Chesil Beach is heaved about in a succession of storms, reshaped. Off Portland, a landmark sea-stack is shattered. The waves pounding the sea-front at Aberystwyth feature on the news over and over. On the Somerset Levels , the village of Muchelney is only accessible by boat. The power and energy of the sea is a source of wonder, and fear.
With all this drama and turbulence it seems churlish to grumble about gloomy days. But with some five weeks of relentless rain the dreariness penetrates, even if you’ve escaped the floods. After the darkness, sunlight is inspirational.
From Witherslack, we climbed up through the wood below Whitbarrow Scar and up on the ridge we came to birch trees. This way the wind blows, the prevailing south westerlies have swept the trees into shape. Little wind today, a respite in successive storms.
Moments of sunlight gleamed white on birch bark, their crowns a wintry purple haze. The cloudscape was volatile and full of colour. What a superb day, coming after weeks of darkness and rain!
image. Looking south on Whitbarrow, with Morecambe Bay catching the sunlight.
A roving spotlight picked out a tree, and moved on. The snowy fells plunged into darkness.
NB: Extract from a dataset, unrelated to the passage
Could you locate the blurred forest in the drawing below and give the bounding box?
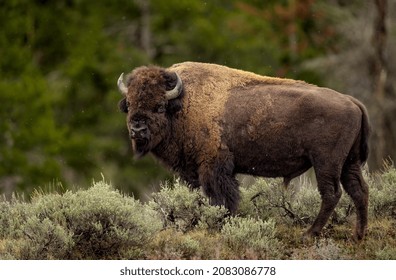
[1,0,396,198]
On Yewbarrow, Vic Quaglieni drew my attention to a couple of tree stumps with fan-shaped brackets of fungus rotting on wood. Fiona is quick to identify Turkeytail, Trametes versicolor. She would have known anyway, but her son gave her a new book on fungi for Christmas, so she’s on good form. I’m focused on taking photographs and doing my best to be quick about it. You rapidly lose yourself in taking photographs. Look up, and the others are disappearing into the distance.
I once found yellow brain fungus, Tremella mesentrica, on a dead ash on a limestone terrace on Whitbarrow It was so striking, looking like bright yellow polythene snagged in the tree.